L’angioplastica coronarica è una procedura nata per il trattamento dell’angina stabile, che poi si è evoluta nel tempo, diventando il trattamento di scelta nelle sindromi coronariche acute.
Lo scopo della procedura nel caso di una coronaropatia stabile, è però esclusivamente quello di risolvere i sintomi nei pazienti in cui il trattamento farmacologico non sia efficace, mentre non offre alcun vantaggio per quanto riguarda la prognosi a lungo termine.
Trattandosi di una procedura invasiva, è però facilmente intuibile come possa esercitare sul paziente anche un cospicuo effetto placebo, così che un gruppo di ricercatori del Regno Unito ha voluto verificare se il miglioramento dei pazienti non fosse attribuibile a questo effetto, piuttosto che a un reale cambiamento di funzionalità del circolo coronarico.

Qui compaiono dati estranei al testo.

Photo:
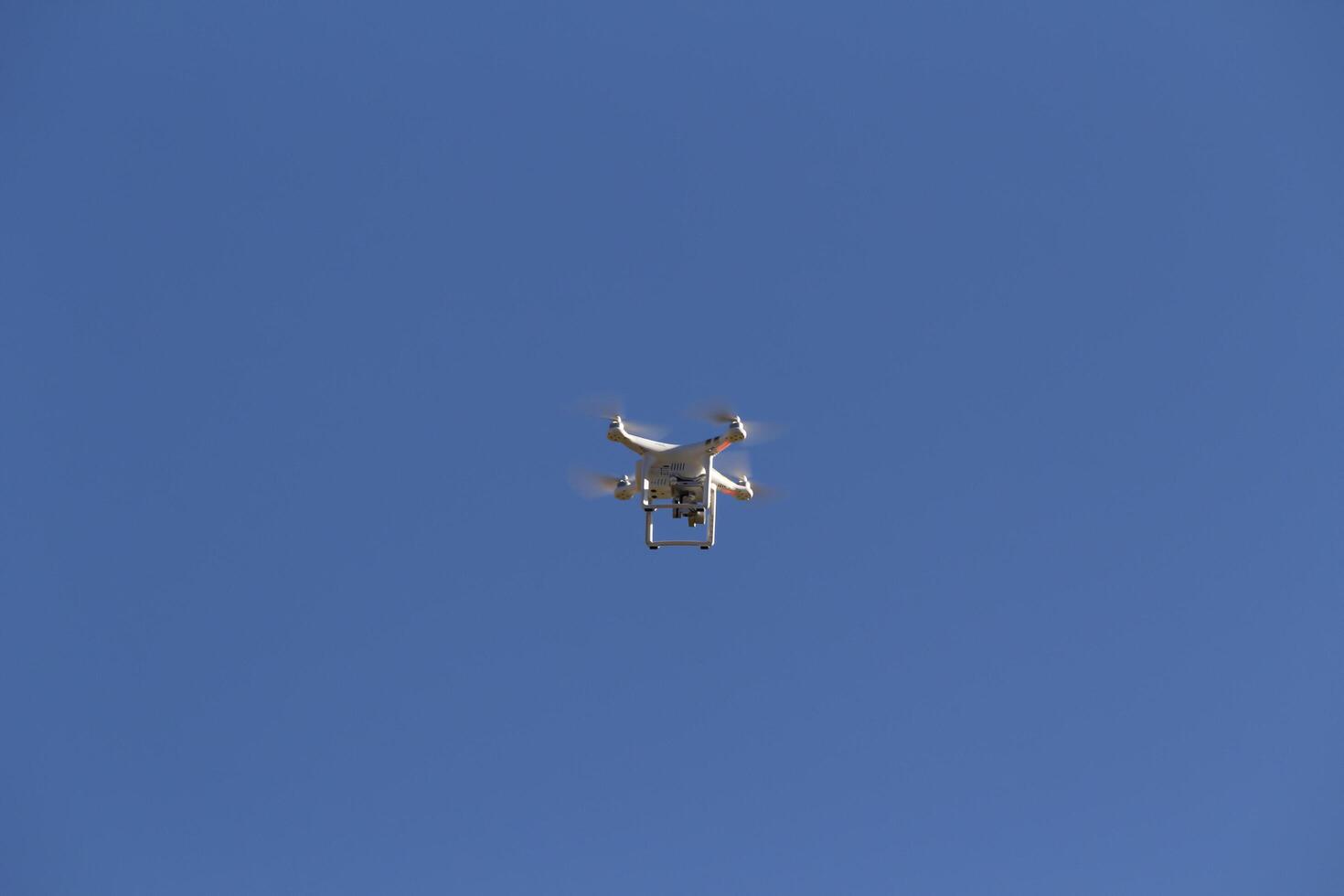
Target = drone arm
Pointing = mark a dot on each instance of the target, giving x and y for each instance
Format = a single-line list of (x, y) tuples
[(732, 434), (636, 443)]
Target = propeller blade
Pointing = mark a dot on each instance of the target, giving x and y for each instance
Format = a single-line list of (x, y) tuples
[(593, 485), (609, 406), (722, 412), (769, 493)]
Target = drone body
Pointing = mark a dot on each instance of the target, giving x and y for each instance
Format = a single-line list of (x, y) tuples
[(680, 478)]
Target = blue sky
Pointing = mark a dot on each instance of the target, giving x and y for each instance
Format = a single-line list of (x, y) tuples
[(297, 300)]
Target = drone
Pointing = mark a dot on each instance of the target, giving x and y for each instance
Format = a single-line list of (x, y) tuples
[(680, 478)]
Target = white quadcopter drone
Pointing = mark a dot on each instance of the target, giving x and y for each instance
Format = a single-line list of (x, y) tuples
[(677, 477)]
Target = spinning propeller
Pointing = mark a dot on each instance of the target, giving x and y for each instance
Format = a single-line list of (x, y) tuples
[(737, 464), (591, 484), (609, 407), (720, 411)]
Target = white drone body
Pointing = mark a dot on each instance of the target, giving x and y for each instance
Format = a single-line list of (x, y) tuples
[(682, 477)]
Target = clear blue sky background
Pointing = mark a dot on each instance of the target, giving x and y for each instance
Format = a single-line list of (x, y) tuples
[(296, 598)]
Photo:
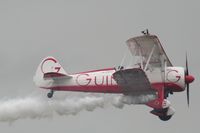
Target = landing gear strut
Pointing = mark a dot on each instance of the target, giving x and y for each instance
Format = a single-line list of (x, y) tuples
[(165, 117), (50, 94)]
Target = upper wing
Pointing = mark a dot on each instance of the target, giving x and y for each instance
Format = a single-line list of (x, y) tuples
[(149, 50)]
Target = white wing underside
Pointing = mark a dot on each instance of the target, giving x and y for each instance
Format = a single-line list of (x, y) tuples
[(149, 52)]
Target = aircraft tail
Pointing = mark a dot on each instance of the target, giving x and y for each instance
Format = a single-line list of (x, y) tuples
[(49, 69)]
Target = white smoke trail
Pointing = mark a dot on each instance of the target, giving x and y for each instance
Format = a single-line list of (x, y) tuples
[(33, 107)]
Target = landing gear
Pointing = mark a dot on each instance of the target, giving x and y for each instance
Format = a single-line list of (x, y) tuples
[(164, 114), (165, 117), (50, 94)]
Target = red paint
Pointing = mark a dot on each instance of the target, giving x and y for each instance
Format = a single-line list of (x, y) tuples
[(157, 103), (189, 79), (53, 74), (95, 81), (98, 89), (87, 79), (178, 77), (175, 87), (49, 59)]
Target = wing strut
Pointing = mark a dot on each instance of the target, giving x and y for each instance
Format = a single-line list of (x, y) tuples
[(149, 57)]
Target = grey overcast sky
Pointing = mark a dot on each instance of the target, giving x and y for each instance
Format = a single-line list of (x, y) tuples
[(91, 34)]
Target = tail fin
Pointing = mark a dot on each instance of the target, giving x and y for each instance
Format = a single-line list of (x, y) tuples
[(49, 68)]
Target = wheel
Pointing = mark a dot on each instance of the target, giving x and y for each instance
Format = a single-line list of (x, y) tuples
[(165, 117), (49, 95)]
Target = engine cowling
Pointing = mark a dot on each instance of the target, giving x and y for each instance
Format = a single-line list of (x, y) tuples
[(175, 78)]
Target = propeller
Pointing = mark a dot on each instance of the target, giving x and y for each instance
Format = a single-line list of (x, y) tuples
[(188, 79)]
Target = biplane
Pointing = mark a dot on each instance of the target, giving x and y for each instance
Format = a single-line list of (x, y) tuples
[(152, 73)]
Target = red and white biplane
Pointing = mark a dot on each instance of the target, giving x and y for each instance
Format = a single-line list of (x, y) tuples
[(152, 73)]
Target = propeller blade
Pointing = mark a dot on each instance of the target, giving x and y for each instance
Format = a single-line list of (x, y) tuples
[(187, 84), (188, 95), (186, 65)]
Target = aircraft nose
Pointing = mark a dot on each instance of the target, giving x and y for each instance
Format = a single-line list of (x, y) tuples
[(189, 79)]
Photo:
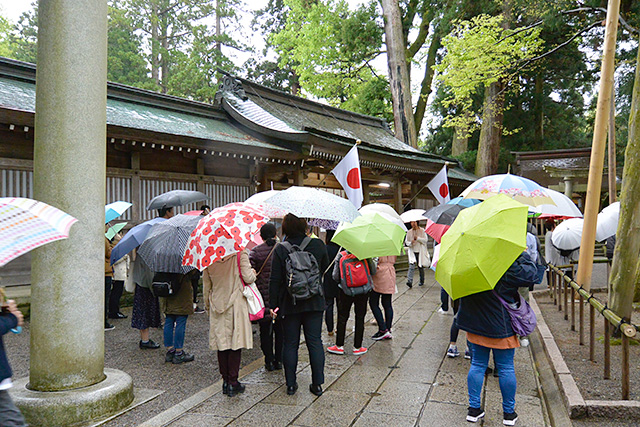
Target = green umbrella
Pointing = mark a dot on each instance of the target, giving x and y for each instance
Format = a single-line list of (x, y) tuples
[(371, 235), (481, 245), (112, 231)]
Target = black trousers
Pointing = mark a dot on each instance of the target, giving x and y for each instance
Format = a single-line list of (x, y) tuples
[(229, 364), (344, 308), (270, 333), (107, 294), (114, 299), (311, 323), (384, 322)]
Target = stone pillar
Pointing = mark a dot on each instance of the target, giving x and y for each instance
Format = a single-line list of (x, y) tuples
[(366, 196), (67, 382)]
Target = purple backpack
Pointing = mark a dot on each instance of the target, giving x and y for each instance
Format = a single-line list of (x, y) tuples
[(523, 319)]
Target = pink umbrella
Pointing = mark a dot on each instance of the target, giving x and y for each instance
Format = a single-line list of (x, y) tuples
[(225, 231)]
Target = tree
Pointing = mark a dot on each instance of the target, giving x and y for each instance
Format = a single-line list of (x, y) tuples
[(625, 270), (330, 48), (125, 61), (483, 53), (399, 81)]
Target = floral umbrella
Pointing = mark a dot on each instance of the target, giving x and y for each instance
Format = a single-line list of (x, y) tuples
[(225, 231), (518, 188)]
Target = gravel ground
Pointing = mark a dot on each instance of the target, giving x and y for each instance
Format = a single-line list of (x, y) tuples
[(589, 375), (147, 367)]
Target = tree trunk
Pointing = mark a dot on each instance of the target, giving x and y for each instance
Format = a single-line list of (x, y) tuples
[(218, 27), (624, 279), (538, 112), (491, 130), (425, 89), (460, 143), (155, 45), (404, 125)]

Con un perfetto disegno in doppio cieco, randomizzato e controllato, 200 pazienti, con angina stabile nonostante un trattamento medico ottimale, sono stati assegnati a una vera procedura di rivascolarizzazione coronarica, oppure a un trattamento transcatetere placebo. A sei settimane dalla procedura i pazienti sono stati rivalutati con un questionario sull’angina, con un test da sforzo cardiopolmonare e con un eco-stress con dobutamina. L’endpoint primario dello studio è stato la differenza di incremento dei tempi di esercizio tra i due gruppi, prima e dopo il trattamento.
I risultati hanno evidenziato come non esisteva alcuna differenza significativa tra i gruppi in termini di incremento dell’esercizio fisico al test cardiopolmonare. Anche per quanto riguardo gli endpoint secondari, che includevano differenti indici e dati anamnestici, non è stata evidenziata una differenza significativa tra i due gruppi di pazienti per quanto riguarda l’entità della depressione del tratto ST e il picco di assorbimento di ossigeno al test da sforzo.
Questo studio, chiamato con l’ambizioso acronimo di ORBITA (Objective Randomised Blinded Investigation with optimal medical Therapy of Angioplasty in stable angina), fornisce dati drammaticamente chiari, che sembrano rendere del tutto inutili le circa 500.000 procedure di rivascolarizzazione percutanea che sono effettuate annualmente nel mondo, in pazienti con angina stabile. Si conferma in sostanza quanto già universalmente riconosciuto, ovvero che le procedure invasive, di qualsiasi tipo, sono associate a un sostanziale effetto placebo, ben maggiore di quanto può essere indotto dall’assunzione di una semplice compressa. Va quindi tenuto sempre in grande considerazione, quando si analizzano gli effetti di questi trattamenti.
Sarà molto interessante vedere se e come queste indicazioni saranno recepite dalle linee guida sull’argomento.